だからこそ、ただ「楽しみ」という気持ちだけではなく、
「大丈夫だと思いたい」
という気持ちの奥に、
「この子はちゃんと生きていてくれているかな」
そんな不安が、ずっと心の中にありました。
その両方を抱えながら朝を迎えました。
妊娠が分かってから、毎日が初めての連続です。
身体の小さな変化に気づいたり、少しのことが気になったり。
「大丈夫」と信じたい気持ちと、もし何かあったらという怖さ。
期待と不安の間を行ったり来たりしています。
そして迎えた、心拍確認の日。
待合室で名前を呼ばれるまでの時間は、とても長く感じました。
緊張で心臓が口から出そうなくらい。
そして、内診。
画面を見ながら先生が伝えてくれた言葉。
「順調ですよ」
その言葉に少しほっとしたものの、私は一番聞きたかったことを尋ねました。
「心拍は確認できますか?」
すると先生が画面を見ながら、
「見てください。トクトク動いてるでしょ」
そう教えてくれました。
画面の中で、小さな小さな鼓動が動いていました。
まだ外からその鼓動に触れることもできない。
普段の生活の中では、生きていることを確認することさえできない。
でも、確かにそこにいて、生きている。
その姿を見た時、胸がいっぱいになりました。
安心。
嬉しさ。
感謝。
そして、これから大切に守っていきたいという気持ち。
いろんな感情が一度に押し寄せてきました。
そして今日、もうひとつ感じたことがあります。
この小さな命の鼓動を見ながら、私は自分自身の心臓のことも考えていました。
私は生まれつき心臓に持病があり、これまで自分の身体と向き合ってきました。
普段の生活では大きな制限なく過ごせています。
でも、術後も夜中に心拍が数秒空いてしまう不整脈が残り、今も薬を続けています。
幼い頃から病院で過ごす時間も多く、周りより少し早く、自分の身体や自分自身と向き合う時間がありました。

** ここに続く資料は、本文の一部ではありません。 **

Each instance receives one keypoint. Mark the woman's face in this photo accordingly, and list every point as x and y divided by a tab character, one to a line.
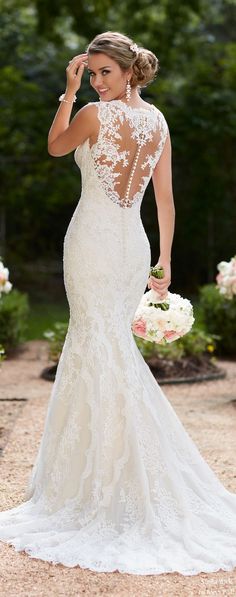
106	77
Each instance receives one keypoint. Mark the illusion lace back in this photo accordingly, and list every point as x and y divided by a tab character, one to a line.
118	484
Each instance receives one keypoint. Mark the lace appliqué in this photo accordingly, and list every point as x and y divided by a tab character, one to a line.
125	171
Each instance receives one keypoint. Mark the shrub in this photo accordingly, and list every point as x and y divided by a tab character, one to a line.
14	309
219	317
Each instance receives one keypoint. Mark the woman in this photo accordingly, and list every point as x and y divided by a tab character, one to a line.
118	483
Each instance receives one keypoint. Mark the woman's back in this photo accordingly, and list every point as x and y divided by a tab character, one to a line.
127	148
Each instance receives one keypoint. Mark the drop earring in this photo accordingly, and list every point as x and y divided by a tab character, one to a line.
128	91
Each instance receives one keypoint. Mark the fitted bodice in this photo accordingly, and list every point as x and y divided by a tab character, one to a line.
128	146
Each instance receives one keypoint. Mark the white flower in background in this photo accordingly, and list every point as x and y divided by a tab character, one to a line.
5	285
226	279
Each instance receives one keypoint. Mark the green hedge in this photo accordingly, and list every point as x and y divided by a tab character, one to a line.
14	310
219	317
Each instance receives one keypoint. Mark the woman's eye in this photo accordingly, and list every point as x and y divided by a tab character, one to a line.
104	72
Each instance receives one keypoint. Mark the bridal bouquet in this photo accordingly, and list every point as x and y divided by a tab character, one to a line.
162	320
226	279
5	285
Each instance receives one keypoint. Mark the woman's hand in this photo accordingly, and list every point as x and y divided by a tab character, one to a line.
74	72
160	285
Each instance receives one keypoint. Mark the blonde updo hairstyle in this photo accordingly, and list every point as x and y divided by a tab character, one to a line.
117	46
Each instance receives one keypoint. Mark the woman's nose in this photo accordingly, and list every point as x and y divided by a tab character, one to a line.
97	81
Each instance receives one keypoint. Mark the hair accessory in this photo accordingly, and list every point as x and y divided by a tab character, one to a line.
134	48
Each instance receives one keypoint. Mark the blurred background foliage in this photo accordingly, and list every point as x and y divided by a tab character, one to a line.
196	90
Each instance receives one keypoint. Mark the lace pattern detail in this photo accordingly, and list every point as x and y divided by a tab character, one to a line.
117	483
117	168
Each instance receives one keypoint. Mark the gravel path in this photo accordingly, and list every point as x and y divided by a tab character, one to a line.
208	411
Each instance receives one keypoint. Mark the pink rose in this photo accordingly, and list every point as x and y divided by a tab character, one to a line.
219	278
171	335
139	327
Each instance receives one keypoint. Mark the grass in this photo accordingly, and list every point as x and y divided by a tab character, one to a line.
43	315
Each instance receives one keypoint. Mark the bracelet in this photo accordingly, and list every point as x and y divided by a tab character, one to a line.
61	99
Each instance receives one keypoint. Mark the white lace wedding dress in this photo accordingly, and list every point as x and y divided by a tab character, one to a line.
118	484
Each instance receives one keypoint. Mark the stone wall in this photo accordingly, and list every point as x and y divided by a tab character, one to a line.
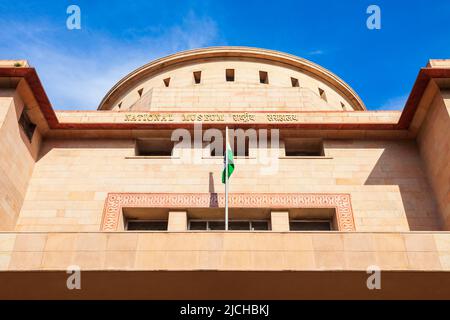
17	158
386	180
434	142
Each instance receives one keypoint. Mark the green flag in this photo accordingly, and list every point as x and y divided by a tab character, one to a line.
229	154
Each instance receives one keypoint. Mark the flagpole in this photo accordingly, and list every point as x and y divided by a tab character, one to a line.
226	178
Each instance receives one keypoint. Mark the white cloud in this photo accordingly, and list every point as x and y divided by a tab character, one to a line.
78	76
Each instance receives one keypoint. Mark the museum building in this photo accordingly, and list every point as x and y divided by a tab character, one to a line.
142	214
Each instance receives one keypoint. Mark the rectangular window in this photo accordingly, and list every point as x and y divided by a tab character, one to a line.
208	225
26	124
150	225
263	77
310	225
154	147
303	147
229	75
197	77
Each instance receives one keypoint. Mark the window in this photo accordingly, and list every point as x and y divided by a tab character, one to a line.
263	77
322	94
310	225
232	225
229	75
154	225
240	146
197	77
303	147
154	147
166	82
26	124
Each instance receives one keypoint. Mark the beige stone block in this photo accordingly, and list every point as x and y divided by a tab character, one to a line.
238	241
392	260
419	242
177	221
182	260
151	260
442	242
359	260
424	261
120	260
299	260
279	221
328	242
358	242
263	241
30	242
5	258
122	241
56	260
297	242
90	260
267	260
60	242
389	242
25	261
330	260
91	242
209	260
445	261
237	260
7	241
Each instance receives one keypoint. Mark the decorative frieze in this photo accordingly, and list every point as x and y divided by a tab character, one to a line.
116	201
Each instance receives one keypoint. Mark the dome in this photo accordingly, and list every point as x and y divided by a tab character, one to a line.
231	79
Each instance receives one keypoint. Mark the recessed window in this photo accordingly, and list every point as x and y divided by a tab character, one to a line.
263	77
310	225
197	77
252	225
154	225
322	94
154	147
26	124
166	82
303	147
229	75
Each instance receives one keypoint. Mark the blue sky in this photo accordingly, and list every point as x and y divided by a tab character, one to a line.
77	67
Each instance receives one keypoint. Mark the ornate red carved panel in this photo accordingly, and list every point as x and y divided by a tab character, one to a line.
116	201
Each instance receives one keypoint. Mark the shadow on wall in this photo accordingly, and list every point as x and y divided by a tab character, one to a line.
400	164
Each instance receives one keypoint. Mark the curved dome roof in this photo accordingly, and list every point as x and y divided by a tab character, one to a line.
262	79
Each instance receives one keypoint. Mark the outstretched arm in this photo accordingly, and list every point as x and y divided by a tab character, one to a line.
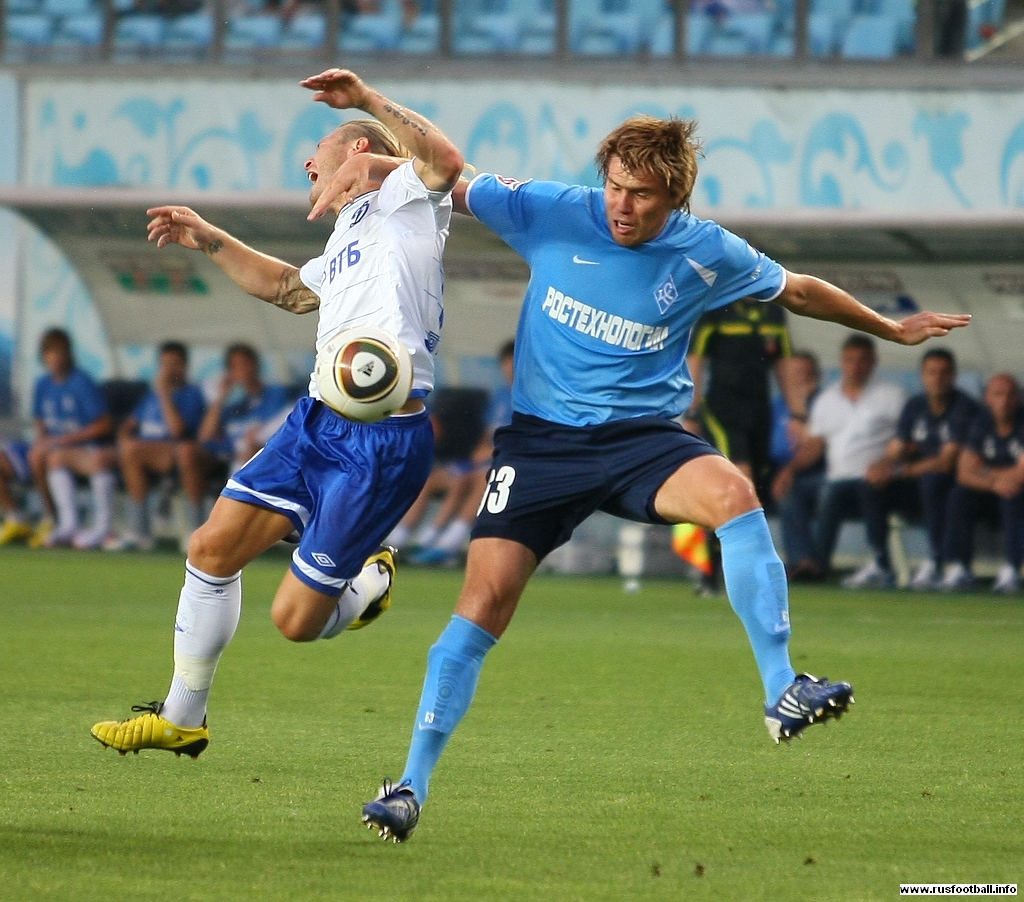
263	276
822	300
438	163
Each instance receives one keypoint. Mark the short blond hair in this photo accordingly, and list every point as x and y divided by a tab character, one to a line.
663	147
379	135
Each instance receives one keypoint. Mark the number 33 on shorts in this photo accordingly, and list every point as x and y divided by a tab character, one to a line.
497	495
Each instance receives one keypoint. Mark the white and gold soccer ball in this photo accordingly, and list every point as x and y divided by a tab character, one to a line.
364	373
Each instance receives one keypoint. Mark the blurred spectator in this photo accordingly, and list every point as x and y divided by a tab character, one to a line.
13	471
160	437
71	421
797	482
989	480
232	428
919	469
459	485
850	425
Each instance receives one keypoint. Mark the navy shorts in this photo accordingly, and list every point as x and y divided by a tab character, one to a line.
546	478
344	485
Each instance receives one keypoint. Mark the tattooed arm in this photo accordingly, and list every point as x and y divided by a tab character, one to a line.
438	162
263	276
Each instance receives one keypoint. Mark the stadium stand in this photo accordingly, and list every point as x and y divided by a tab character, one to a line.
65	30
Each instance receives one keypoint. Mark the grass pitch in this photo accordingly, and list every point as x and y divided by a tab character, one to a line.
615	750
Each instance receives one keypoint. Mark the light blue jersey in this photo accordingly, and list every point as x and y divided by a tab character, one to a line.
604	329
190	405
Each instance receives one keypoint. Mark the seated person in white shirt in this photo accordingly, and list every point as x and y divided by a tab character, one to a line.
851	422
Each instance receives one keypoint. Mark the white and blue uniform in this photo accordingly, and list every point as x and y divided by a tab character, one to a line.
344	484
608	326
67	406
148	413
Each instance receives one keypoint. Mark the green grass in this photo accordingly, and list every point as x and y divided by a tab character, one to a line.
615	750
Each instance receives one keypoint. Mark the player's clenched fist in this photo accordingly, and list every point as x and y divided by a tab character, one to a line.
338	88
179	225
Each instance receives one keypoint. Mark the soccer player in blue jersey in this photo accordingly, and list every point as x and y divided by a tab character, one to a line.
619	277
235	421
335	485
71	424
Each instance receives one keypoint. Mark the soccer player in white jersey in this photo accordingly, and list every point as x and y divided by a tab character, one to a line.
337	485
619	277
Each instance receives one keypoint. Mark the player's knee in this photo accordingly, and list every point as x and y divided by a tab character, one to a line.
736	496
293	621
210	552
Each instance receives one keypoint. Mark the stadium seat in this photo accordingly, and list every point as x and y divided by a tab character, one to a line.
741	34
83	30
255	32
870	37
537	27
71	7
367	33
28	30
422	35
904	14
822	34
194	32
305	31
138	32
605	28
486	33
662	40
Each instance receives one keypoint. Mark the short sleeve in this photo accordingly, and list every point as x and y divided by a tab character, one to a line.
311	273
744	272
403	185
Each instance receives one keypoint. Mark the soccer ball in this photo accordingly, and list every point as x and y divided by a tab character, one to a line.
365	374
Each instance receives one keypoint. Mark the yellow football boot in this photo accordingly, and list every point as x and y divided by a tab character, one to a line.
14	530
385	563
150	730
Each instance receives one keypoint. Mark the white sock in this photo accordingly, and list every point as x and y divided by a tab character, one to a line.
61	485
103	484
208	614
454	537
425	537
367	588
398	537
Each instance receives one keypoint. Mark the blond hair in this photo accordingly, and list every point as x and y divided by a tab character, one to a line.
663	147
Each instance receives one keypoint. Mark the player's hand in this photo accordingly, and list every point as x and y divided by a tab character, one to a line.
339	88
179	225
924	326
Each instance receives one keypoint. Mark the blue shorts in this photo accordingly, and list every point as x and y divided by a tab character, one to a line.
546	478
344	485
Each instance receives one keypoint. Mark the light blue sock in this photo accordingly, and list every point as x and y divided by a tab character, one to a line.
453	670
755	581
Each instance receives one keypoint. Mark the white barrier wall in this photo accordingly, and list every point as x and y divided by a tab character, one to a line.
868	149
903	151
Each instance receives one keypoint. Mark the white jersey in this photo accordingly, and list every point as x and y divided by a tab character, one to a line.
382	266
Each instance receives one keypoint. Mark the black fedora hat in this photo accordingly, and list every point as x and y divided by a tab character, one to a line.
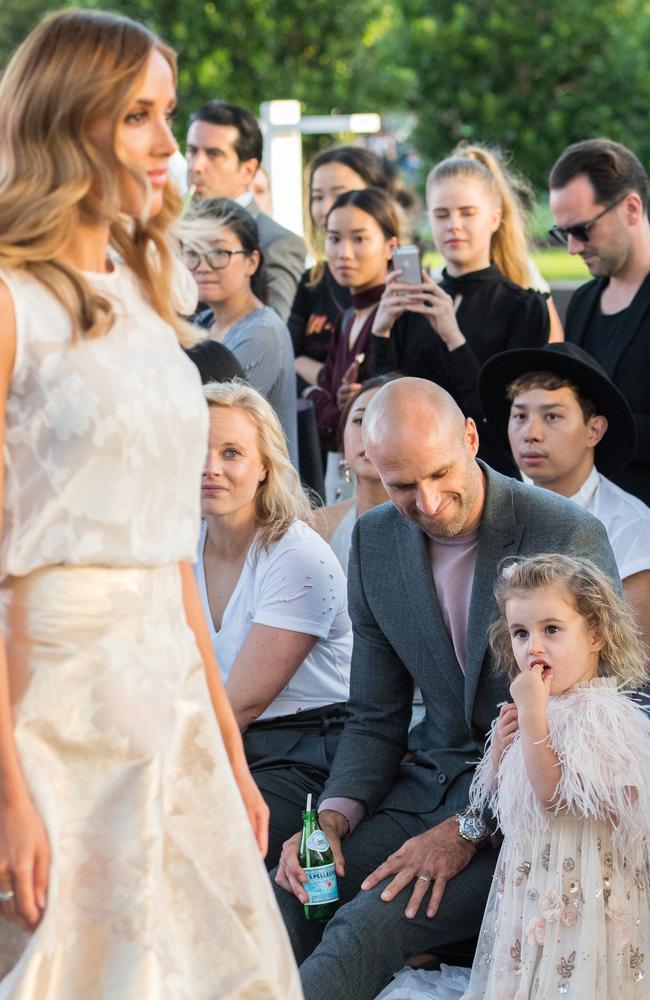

その経験が、今の私の土台になっているのかもしれませんが、
その話は、また別の機会に。
学生時代は、マラソンやスポーツ系の部活動など、制限されることもありました。
でも、私は本当は身体を動かすことが好きでした。
スポーツを見ることも大好きで、試合を見始めると夢中になってしまいます。
大人になってからも、音楽仲間とバスケットボールやフットサルを楽しんでいました。
そして振り返ると、私にとって歌うことも、ただ声を出すことではなく、身体全体を使う表現でした。
音楽は、私が自分らしく身体と向き合える大切な場所だったのだと思います。
そんな私が今、自分の身体の中で育っている小さな命と向き合っています。
でも妊娠という大きな変化の中で、改めて感じました。
私の身体も、この命を育てるために頑張っているんだということ。
今日、心臓のことで少し不安になる瞬間がありました。
妊娠すると、お腹の中の命だけではなく、お母さんの身体にも大きな変化が起こる。
当たり前のようで、実はすごく大きなことなんだと感じています。
「この子が元気に育ってほしい」
そう願う気持ちと同じくらい、
「私の心臓も一緒に頑張ってほしい」
そんな気持ちにもなりました。
もし私と同じように、心臓のことや身体のことで不安を抱えながら妊娠を迎える方がいたら。
私もまだ途中ですが、この経験が少しでも誰かの安心につながればと思っています。
不安になることもある。
怖くなることもある。
でも、その中で命と向き合っている人がいる。
今日見た小さな鼓動が、私に教えてくれたことです。
20代の頃、私は音楽に夢中でした。
自分の声で何かを届けたい。
誰かの心に届くものを仲間と一緒に創作したい。
そう思って歌ってきました。
今、人生の中で初めて、
声ではなく、
ひとつの命を育てる時間を過ごしています。
今日見た小さな鼓動。
あの瞬間の気持ちは、きっとずっと忘れないと思います。
まだ小さな一歩。
でも、確かに始まった一歩。
今、私のお腹の中で生きてくれて、ありがとう。
これからも、一日一日を大切に過ごしていきたいです。